Glass–Steagall Act of 1932
- Other short titles: Banking Act of 1932
- Long title: An Act To amend the Federal Reserve Act, and for other purposes
- Enacted by: the 72nd United States Congress

Citations
- Public law: Pub. L. 72–44
- Statutes at Large: 47 Stat. 56

Codification
- Acts amended: Federal Reserve Act
- Titles amended: 12

Legislative history
- Introduced in the House as H.R. 9203 by Henry B. Steagall; Committee consideration by House Banking and Currency; Passed the House on ; Passed the Senate on ; Signed into law by President Herbert Hoover on February 27, 1932;

Major amendments
- Banking Act of 1933

= Glass–Steagall Act of 1932 =

Law passed by the United States Congress

The first "Glass–Steagall Act" was a law passed by the United States Congress on February 27, 1932, prior to the inclusion of more comprehensive measures in the Banking Act of 1933, which is now more commonly known as the Glass–Steagall Act. It was the first time that currency (non-specie, paper currency etc.) was permitted to be allocated for the Federal Reserve System. It was passed in an effort to stop deflation and expanded the Federal Reserve's ability to offer loans to member banks (rediscounts) on more types of assets such as government bonds as well as commercial paper.

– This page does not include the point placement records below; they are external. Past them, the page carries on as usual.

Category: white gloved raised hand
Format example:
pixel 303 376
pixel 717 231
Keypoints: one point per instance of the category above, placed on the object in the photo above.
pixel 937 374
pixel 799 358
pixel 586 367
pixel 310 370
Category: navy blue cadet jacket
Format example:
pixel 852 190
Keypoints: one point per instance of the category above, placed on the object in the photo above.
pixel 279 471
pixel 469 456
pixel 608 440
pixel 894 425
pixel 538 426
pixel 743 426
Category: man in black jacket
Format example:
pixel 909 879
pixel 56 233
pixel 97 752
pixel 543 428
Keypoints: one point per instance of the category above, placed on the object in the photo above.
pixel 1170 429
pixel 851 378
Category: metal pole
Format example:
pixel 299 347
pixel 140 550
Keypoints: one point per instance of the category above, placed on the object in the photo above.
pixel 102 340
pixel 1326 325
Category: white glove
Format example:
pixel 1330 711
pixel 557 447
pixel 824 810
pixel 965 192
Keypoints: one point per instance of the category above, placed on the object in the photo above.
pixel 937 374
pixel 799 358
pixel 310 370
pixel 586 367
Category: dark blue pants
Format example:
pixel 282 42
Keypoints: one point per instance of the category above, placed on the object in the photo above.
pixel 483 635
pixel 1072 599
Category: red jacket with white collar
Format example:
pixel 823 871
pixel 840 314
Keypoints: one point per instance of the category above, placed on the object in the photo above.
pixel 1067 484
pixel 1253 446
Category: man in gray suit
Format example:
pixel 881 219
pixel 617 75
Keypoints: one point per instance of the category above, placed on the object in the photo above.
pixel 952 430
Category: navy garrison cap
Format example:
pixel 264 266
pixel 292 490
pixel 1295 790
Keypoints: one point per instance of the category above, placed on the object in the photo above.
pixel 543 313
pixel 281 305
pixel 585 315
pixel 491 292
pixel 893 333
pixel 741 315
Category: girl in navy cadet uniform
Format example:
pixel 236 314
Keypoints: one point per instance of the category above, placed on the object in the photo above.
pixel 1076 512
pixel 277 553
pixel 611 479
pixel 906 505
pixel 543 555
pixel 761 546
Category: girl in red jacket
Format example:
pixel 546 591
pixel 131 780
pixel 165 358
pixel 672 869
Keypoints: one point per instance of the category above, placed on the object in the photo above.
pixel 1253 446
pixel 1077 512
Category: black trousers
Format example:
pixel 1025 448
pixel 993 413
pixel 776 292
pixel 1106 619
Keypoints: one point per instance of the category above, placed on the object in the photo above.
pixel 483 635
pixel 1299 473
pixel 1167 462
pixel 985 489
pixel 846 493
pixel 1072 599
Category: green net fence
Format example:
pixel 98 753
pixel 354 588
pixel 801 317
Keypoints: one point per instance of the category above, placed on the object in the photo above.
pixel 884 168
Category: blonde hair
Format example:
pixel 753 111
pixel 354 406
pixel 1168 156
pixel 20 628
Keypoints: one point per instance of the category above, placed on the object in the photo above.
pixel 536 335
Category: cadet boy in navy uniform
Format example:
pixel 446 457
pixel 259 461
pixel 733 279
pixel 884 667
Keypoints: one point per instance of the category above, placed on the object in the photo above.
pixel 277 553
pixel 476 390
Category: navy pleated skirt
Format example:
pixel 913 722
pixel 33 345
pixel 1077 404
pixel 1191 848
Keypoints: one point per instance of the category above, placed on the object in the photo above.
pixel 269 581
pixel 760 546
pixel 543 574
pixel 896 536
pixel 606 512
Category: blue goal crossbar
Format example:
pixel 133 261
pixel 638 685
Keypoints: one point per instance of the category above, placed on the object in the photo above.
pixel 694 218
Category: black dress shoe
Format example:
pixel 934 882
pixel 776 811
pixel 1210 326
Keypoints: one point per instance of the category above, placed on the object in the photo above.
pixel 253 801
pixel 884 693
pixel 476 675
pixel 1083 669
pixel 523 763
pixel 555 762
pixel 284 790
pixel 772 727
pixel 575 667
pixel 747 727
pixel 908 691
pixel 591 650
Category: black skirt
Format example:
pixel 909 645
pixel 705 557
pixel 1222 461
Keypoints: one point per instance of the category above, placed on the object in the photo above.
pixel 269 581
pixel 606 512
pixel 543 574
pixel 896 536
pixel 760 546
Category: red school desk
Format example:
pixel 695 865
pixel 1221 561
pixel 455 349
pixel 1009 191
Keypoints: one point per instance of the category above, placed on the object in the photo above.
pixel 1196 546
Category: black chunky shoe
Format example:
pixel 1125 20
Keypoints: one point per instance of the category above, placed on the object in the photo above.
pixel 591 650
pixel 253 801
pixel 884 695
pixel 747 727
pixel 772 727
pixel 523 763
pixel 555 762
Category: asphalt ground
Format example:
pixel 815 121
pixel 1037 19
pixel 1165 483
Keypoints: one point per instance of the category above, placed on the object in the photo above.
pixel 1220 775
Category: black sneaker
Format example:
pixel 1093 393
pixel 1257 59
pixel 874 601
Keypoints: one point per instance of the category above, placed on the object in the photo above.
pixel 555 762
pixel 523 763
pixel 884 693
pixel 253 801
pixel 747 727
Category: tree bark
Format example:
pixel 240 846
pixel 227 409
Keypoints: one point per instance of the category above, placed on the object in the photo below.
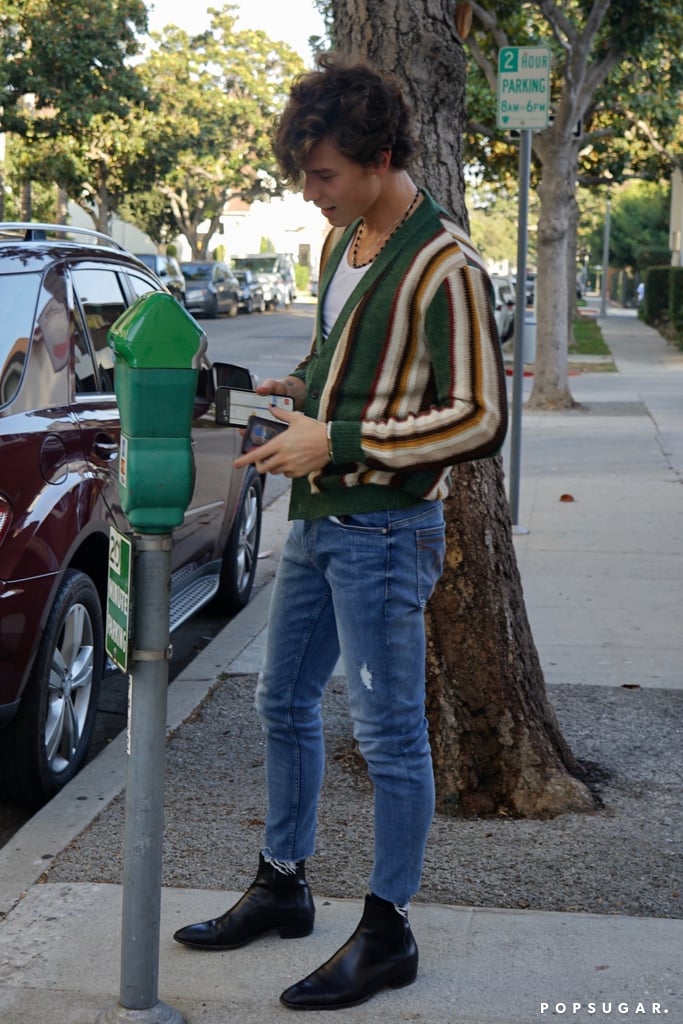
pixel 498 748
pixel 551 389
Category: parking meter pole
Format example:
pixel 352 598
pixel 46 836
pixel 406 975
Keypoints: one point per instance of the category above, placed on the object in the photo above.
pixel 144 791
pixel 520 310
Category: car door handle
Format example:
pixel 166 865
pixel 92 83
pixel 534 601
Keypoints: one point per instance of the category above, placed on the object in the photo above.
pixel 104 446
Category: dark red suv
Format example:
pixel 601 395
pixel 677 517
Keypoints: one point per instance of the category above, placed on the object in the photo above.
pixel 58 496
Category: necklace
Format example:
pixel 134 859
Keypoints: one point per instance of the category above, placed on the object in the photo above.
pixel 383 239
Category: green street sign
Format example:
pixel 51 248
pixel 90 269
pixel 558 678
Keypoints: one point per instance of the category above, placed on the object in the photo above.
pixel 523 87
pixel 118 598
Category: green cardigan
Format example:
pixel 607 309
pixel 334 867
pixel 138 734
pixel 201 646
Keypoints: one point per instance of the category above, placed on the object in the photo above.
pixel 411 376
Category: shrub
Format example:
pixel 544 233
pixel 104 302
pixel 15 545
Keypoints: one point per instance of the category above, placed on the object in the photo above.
pixel 676 302
pixel 655 303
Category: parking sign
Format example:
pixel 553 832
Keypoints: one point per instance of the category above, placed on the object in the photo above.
pixel 118 599
pixel 523 87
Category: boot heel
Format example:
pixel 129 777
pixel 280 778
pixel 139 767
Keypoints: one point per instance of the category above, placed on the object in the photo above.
pixel 296 931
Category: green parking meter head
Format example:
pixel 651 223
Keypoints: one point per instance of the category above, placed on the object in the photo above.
pixel 157 333
pixel 158 351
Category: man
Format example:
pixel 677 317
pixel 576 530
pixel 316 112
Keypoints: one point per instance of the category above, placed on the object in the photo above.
pixel 403 380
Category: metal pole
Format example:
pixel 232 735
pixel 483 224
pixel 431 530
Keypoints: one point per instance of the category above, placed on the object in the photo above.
pixel 144 790
pixel 605 260
pixel 520 313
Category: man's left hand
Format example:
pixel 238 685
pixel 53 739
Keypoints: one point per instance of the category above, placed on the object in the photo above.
pixel 296 452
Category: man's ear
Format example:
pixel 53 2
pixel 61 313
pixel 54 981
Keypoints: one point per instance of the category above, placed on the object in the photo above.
pixel 384 161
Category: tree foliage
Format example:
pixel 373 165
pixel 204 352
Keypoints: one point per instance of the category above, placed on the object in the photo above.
pixel 614 73
pixel 218 93
pixel 63 61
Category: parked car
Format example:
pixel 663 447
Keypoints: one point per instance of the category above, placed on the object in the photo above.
pixel 168 270
pixel 251 292
pixel 504 305
pixel 211 288
pixel 276 263
pixel 59 436
pixel 273 290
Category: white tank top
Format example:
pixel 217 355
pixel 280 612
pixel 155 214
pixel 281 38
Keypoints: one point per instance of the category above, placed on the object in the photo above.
pixel 341 286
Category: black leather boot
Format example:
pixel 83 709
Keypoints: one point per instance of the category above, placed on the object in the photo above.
pixel 381 951
pixel 273 902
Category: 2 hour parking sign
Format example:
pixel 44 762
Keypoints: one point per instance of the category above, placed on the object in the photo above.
pixel 523 87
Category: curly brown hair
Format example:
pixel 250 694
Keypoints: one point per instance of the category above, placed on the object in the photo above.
pixel 353 105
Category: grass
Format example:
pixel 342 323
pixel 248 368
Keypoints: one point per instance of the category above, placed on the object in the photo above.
pixel 588 338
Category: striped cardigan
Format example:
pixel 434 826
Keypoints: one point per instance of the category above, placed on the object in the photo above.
pixel 411 376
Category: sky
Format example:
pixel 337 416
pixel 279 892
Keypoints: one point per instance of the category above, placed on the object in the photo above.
pixel 286 20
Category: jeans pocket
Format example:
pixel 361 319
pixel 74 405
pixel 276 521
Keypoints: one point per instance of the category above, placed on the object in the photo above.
pixel 431 551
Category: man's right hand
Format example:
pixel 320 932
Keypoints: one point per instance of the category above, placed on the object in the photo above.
pixel 290 386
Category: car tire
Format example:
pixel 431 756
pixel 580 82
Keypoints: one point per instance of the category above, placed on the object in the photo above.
pixel 241 554
pixel 47 742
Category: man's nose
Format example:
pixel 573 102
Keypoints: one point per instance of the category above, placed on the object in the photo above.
pixel 309 190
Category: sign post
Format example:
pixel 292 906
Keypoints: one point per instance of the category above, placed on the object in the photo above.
pixel 523 103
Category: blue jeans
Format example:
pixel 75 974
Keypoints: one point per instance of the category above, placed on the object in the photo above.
pixel 357 587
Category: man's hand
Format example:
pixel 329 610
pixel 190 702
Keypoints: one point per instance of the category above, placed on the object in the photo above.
pixel 296 452
pixel 292 387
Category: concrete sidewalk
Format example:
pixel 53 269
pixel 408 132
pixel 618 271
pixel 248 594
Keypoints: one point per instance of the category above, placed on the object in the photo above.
pixel 603 584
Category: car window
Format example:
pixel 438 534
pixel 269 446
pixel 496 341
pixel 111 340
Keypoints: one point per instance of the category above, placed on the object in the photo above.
pixel 85 375
pixel 17 301
pixel 98 291
pixel 195 271
pixel 139 286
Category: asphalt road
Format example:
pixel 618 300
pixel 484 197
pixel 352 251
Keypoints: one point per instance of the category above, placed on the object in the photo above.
pixel 270 345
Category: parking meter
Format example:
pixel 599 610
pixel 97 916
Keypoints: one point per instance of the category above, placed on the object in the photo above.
pixel 158 348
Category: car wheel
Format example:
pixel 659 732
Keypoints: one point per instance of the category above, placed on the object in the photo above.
pixel 240 557
pixel 47 742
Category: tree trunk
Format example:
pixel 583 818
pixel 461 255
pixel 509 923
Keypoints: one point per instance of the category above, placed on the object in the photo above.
pixel 498 748
pixel 551 388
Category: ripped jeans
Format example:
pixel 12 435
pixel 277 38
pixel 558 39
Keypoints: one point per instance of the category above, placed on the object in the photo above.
pixel 355 587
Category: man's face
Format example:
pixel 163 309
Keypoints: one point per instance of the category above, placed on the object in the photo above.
pixel 341 188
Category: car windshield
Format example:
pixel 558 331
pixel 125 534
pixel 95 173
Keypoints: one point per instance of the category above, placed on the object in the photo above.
pixel 196 271
pixel 266 264
pixel 18 293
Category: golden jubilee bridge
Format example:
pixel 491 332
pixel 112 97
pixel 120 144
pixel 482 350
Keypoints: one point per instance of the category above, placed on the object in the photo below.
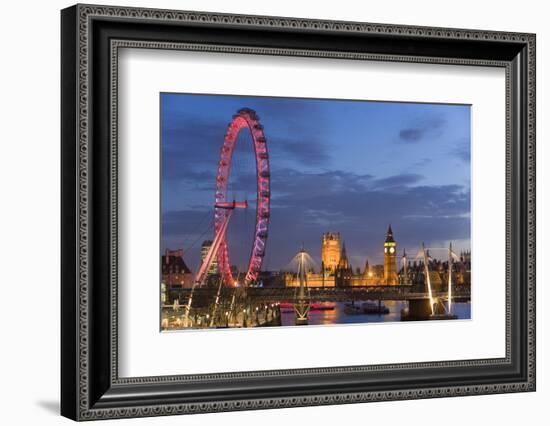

"Glass–Steagall Act" is not the official title of the law; it is a colloquialism that refers to its legislative sponsors, Carter Glass, a US Senator from Virginia and Henry B. Steagall, the Congressman from Alabama's 3rd congressional district. The official title was "An Act to Improve the Facilities of the Federal Reserve System for the Service of Commerce, Industry, & Agriculture, to Provide Means for Meeting the Needs of Member Banks in Exceptional Circumstances, & for Other Purposes".

==Contents==
The Glass–Steagall Act of 1932 authorized Federal Reserve Banks to (1) lend to five or more Federal Reserve System member banks on a group basis or to any individual member bank with capital stock of $5 million or less against any satisfactory collateral, not only "eligible paper", and (2) issue Federal Reserve Bank Notes (i.e., paper currency) backed by US government securities when a shortage of "eligible paper" held by Federal Reserve banks would have required such currency to be backed by gold. The Federal Reserve Board explained that the special lending to Federal Reserve member banks permitted by the 1932 Glass–Steagall Act would only be permitted in "unusual and temporary circumstances".

== Historical context ==
The crash of 1929 evolved into a panic situation due to people losing their savings. Therefore, a massive withdrawal of deposits of the banks took place leading to the bankruptcy of many entities. In 1933, a young prosecutor named Ferdinand Pecora, who was a member of the US Senate's Monetary and Financial Affairs Commission, interrogated several bank managers about their detestable role in the crisis. These hearings and the coming to power of Franklin D. Roosevelt and his New Deal policy gave rise to the law.